The Silent Parade of July 28, 1917, was unlike anything ever seen in New York City. Today it is considered New York’s (and most likely America’s) first African-American civil rights march.
New York had seen its share of protest parades since the start of World War I, but none had featured so prominently the city’s African-American population, gathering in such impressive numbers along New York’s wealthiest street.
This extraordinary procession was organized by the burgeoning National Association of the Advancement of Colored People (NAACP), a group of concerned black and white activists and intellectuals which had formed less than a decade earlier in New York.
The march was organized in direct response to a horrible plague of violence against black Americans in the 1910s, culminating in the East St. Louis Riots*, a massacre involving white mobs storming black neighborhoods in sheer racial animus. Two sets of riots in May and July 1917 left almost 200 people dead. Rioters burned black neighborhoods, cutting off water hoses and watched as families fled the burning buildings — to be picked off by gunmen.
This massacre was but one of several violent incidents aimed at new black laborers, pointed attacks meant to strike fear in the hearts of black Americans.
In New York, at a meeting of the NAACP in Harlem, president James Weldon Johnson (at the suggestion of New York Evening Post editor Oswald Villard) proposed an unusual but effective form of protest — an army of marchers along Fifth Avenue, drawing attention to the victims of the East St. Louis riot.
And in an unprecedented decision by the organizers, it would consist only of black marchers.
New York newspaper reports of the riot passively mentioned the tragic cost to the black residents of East St. Louis; a dramatic march down the city’s most prosperous street — comprised of those very people most likely to be victimized in such riots — would jar the delicate sensibilities of insulated New Yorkers.
This was a fairly radical idea for its time. Decades after the Civil War, most Americans, even in the most progressive states, still looked skeptically at organized black movements. Part of the NAACP’s early legitimacy for many was that it was formed by a mixture of black and white activists.
In 1915, the NAACP (in a crusade led by newspaper editor William Monroe Trotter) protested the release of the film Birth of a Nation, the trailblazing film that positively depicted the Ku Klux Klan while demonizing African-Americans. The protests failed to stop the film’s release but this organized resistance galvanized the NAACP and the black community for future battles.
While the East St. Louis tragedy was the focus of the mournful July 28th gathering, the march was intended as a larger protest against civil rights abuses in the United States. One of many flyers passed around during the march declared :
“We march because we are thoroughly opposed to Jim Crow cars, segregation, disenfranchisement and the host of evils that are forced upon us. We march in memory of our butchered dead, the massacre of honest toilers who were removing the reproach of laziness and thriftlessness hurled at the entire race. They died to prove our worthiness to live.
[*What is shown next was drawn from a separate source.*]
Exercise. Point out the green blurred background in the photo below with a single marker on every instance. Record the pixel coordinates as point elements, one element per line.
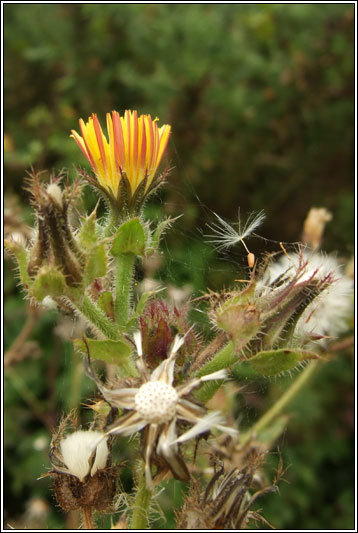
<point>261,101</point>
We live in spite of death shadowing us and ours.”
The thousands of people who marched that day came from virtually every African-American church in New York City and the surrounding area. A drum corps and a troupe of black Boy Scouts vibrantly led the parade, with women and children following behind, garbed in white dresses.
The men, some in United States army uniforms, marched last behind a row of flag bearers, holding representative flags from the United States, Great Britain, Liberia and Haiti.
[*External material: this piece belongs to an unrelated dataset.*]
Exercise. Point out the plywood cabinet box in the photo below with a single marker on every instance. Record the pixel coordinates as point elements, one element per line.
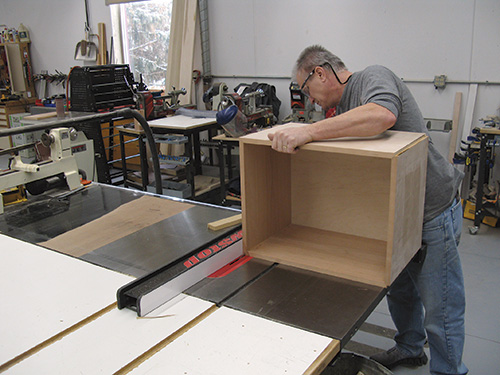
<point>350,208</point>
There were no chants or rallying cries. The throng remained silent during the length of the parade, a common practice for peace parades but one pregnant with meaning here. The black communities in East St. Louis and in the South had little opportunity to engage in such protests. New Yorkers, in solidarity, would echo that reverberating silence. (It may also have been prudent for large groups of African-Americans marching along the city’s whitest street to keep themselves calcified.)
The marchers were orderly and stone-faced as they walked down Fifth Avenue — from 57th Street to 24th Street, culminating at Madison Square Park. They were not allowed to gather there; according to the New York Sun, “When the marchers reached Twenty-Fourth Street, they turned west and were dismissed.”